From the News column of the February 2010 issue of Perspectives on History
NHA Invites Participation in the National Humanities Advocacy Day
AHA Staff, February 2010
The National Humanities Alliance, a coalition of more than 100 organizations involved in the humanities, invites AHA members and everyone else engaged in the humanities to participate in the events of the National Humanities Advocacy Day, scheduled to be held over two days, March 8 and 9, 2010, in Washington, D.C. The planned events include panel discussions on current developments in humanities policy; luncheon and keynote address with Jim Leach, the chair of the National Endowment for the Humanities (who played a leading role in previous humanities advocacy day events when he was a member of Congress); briefings on federal funding and legislative priorities; Capitol Hill reception; training for new advocates; and congressional visits. These events, which coincide with the annual meeting of the Alliance, have been very effective mechanisms for facilitating interaction between practitioners in the humanities and policymakers on Capitol Hill and elsewhere, apart from being useful training exercises for those interested in influencing public policy toward the humanities.

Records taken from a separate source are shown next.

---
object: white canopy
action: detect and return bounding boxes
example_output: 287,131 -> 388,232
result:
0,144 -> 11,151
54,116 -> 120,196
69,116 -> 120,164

Explaining the importance of participating in the advocacy day events, Jessica Jones Irons, the executive director of the NHA, quoted from President Barack Obama’s book, The Audacity of Hope, to indicate how his policies on scientific research and development were informed by the advocacy actions of natural scientists and engineers who came to Washington throughout Obama’s tenure as a member of the United States Senate to make the case for increased federal investment, and how his presidential policies are being shaped also by such advocacy efforts. The Humanities Advocacy Day attempts to do just that for the scientists’ counterparts in the humanities, and by participation in the events, said Jessica Jones Irons, “we can raise the profile of the humanities research and education community in Washington, and build an infrastructure for advocacy in the humanities for the long-term.”